Consider the fate of BlackBerry, a company that in 2009 accounted for nearly half of the smartphone market. The BlackBerry, its creator Mike Lazaridis believed steadfastly, was a device for sending and receiving email; people were never going to want to carry around the equivalent of a computer in their pocket. Many of his engineers believed otherwise. By 2014, of course, BlackBerry’s market share had fallen to less than 1 percent. What might have happened if he had questioned his assumptions?

3. Develop a trusted ‘challenge network.’ 

You are unlikely to be able to see all of your own blind spots, no matter how self-aware you become. To ensure you know what you don’t know, you need a team of employees willing to challenge you. Grant calls these employees “disagreeable givers.” “They dish out the tough love and critique you because they care and want to make your thinking better,” he says. Grant’s favorite way of identifying these types of people in a job interview is to ask some version of this question at the end of the interview: If you were going to reinvent our hiring process, what would you do differently? 

Disagreeable people often will give you the most honest feedback without fearing repercussions. That last part is key: For disagreeable givers to be most effective, they must operate in a psychologically safe culture that treats mistakes as learning opportunities. 

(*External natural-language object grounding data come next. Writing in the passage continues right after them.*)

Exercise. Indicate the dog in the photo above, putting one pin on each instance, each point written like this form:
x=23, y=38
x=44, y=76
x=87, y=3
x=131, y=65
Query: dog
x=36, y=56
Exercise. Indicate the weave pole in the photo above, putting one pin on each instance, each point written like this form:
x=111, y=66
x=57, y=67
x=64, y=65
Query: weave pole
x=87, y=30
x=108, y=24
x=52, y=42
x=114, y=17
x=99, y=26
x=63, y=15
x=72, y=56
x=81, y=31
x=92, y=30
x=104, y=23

4. Find joy in being wrong.

This is perhaps the most challenging bit of advice in Grant’s book–particularly for entrepreneurs who are often rewarded for managing the expectations of others and projecting success–but it may be the most crucial. When Daniel Kahneman, the Nobel Prize-winning psychologist, discovers an aspect of his research or thinking is wrong, Grant says, his reaction is more like joy: It means he’s now less wrong than before.

Think more like a scientist performing an experiment and less like a preacher or politician defending your ideas. If you consider your own conclusions and theories as provisional, Grant says, you’re less likely to escalate your commitment to a losing strategy.